Kate woke up thrashing, hitting the back of her hand off the Mini’s steering wheel. Her left arm was on fire. She rubbed her shoulder, hoping it would stop, but could only reduce it to pins and needles. When she had calmed down and looked up she realized that she was parked right outside her mother and father’s house. They could have come out at any time and seen her sleeping there. She’d rather meet Lafferty and the dead man than her mother.

She started the car and drove off, slowing cautiously at the junction up ahead, letting the fat girl in the green coat pass in front of her before heading for Bernie’s garage, obeying the soft call of the comfort pillow.

NINETEEN. THE ALL PRIESTS HOLY ROADSHOW

I

It was black night outside the train window. Paddy took the same journey to work every day but found herself seeing it for the first time because Trisha was there.

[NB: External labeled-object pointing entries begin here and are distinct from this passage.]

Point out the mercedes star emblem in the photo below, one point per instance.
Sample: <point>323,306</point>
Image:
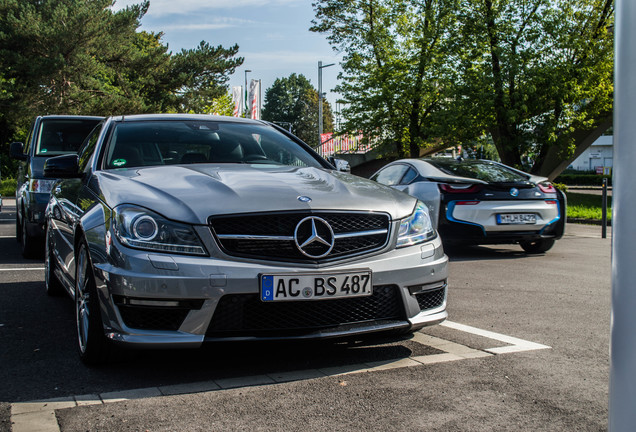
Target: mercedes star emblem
<point>314,237</point>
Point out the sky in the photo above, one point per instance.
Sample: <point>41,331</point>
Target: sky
<point>273,36</point>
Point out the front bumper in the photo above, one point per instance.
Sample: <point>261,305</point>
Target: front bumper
<point>475,222</point>
<point>155,300</point>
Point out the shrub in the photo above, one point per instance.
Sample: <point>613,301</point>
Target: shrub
<point>583,179</point>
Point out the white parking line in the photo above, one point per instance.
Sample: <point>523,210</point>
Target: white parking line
<point>40,415</point>
<point>516,344</point>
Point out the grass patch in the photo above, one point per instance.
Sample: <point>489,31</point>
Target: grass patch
<point>587,206</point>
<point>7,187</point>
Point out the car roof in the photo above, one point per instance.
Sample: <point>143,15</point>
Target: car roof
<point>70,117</point>
<point>195,117</point>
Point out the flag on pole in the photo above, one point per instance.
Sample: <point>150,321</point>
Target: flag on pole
<point>254,99</point>
<point>237,100</point>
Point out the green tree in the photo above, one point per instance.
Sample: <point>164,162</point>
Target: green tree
<point>223,105</point>
<point>533,75</point>
<point>293,102</point>
<point>539,74</point>
<point>80,57</point>
<point>396,74</point>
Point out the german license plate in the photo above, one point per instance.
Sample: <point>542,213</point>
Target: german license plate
<point>516,218</point>
<point>314,286</point>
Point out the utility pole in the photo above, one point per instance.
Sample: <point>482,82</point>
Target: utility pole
<point>320,67</point>
<point>622,397</point>
<point>246,109</point>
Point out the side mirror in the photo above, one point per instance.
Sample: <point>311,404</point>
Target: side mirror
<point>342,165</point>
<point>65,166</point>
<point>17,151</point>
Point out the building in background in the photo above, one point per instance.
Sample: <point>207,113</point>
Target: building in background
<point>598,157</point>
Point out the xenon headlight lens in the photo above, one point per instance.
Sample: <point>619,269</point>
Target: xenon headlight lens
<point>140,228</point>
<point>416,228</point>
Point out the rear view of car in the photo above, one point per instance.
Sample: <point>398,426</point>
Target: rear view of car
<point>482,202</point>
<point>49,136</point>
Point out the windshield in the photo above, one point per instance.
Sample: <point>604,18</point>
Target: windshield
<point>58,137</point>
<point>476,169</point>
<point>169,142</point>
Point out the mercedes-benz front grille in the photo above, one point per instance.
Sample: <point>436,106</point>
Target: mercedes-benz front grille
<point>301,236</point>
<point>245,315</point>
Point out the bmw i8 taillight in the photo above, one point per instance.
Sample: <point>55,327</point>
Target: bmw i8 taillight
<point>546,187</point>
<point>460,188</point>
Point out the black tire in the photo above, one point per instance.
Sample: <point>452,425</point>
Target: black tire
<point>51,282</point>
<point>537,246</point>
<point>93,346</point>
<point>29,243</point>
<point>18,229</point>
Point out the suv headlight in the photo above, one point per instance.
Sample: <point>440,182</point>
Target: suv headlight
<point>142,229</point>
<point>416,228</point>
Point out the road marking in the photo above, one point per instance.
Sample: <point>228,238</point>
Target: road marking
<point>24,269</point>
<point>515,344</point>
<point>40,415</point>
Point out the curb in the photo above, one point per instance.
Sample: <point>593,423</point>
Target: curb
<point>588,221</point>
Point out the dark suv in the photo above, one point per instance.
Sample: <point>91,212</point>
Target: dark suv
<point>49,136</point>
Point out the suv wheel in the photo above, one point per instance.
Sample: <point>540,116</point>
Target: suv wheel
<point>51,282</point>
<point>93,346</point>
<point>29,243</point>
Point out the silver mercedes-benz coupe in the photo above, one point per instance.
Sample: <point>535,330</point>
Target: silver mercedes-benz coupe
<point>175,230</point>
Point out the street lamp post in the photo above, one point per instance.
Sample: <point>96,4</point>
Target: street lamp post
<point>320,96</point>
<point>245,109</point>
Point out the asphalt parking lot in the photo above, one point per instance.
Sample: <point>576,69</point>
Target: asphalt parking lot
<point>525,349</point>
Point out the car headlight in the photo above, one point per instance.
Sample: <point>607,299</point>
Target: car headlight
<point>416,228</point>
<point>142,229</point>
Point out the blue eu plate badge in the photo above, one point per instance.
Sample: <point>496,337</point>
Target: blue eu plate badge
<point>267,288</point>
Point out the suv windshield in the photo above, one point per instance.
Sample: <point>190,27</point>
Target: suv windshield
<point>168,142</point>
<point>476,169</point>
<point>58,137</point>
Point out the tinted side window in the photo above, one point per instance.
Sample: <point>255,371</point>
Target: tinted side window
<point>410,175</point>
<point>87,149</point>
<point>27,143</point>
<point>391,176</point>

As she sat across from her mum on the quiet commuter train she wondered who had answered Vhari Burnett’s phone when Mark Thillingly called her. It could have been Lafferty or the good-looking man at the door. And why had Thillingly called Vhari and felt the need to lie to Diana about it? It didn’t sound as if they were having an affair. It sounded as if Burnett and Thillingly were in a lot of trouble, as if he was phoning her to warn her, to tell her what had happened to him in the car park, to tell her to run. Wondering about the relationship between Burnett and Thillingly reminded her of her hot breath wetting Burns’s neck. She looked quickly away from her mother.

Trisha saw Paddy frowning and squirming and smiled, leaning across the aisle to pat her knee. Paddy smiled back reflexively. Her mum looked lost outside her house or the chapel or Rutherglen Main Street, her clothes slightly threadbare. She was wearing a stiff beige raincoat and Paddy could see a cross-hatched patch on the sleeve where she had scrubbed a mark away. Below the hem she wore thick tights over swollen ankles and little black sensible walking shoes that made her look old and spent.

And Trish was well aware of being outside her usual orbit. As she watched the moonlit landscape passing the window, anxious little thoughts would flare in her eyes, suppressed immediately with a blink and a glance at her handbag. Paddy guessed what she was thinking: she had the bus fare home in her purse. Whatever happened she could still get back. Paddy had already moved further out into the world than her mother ever would.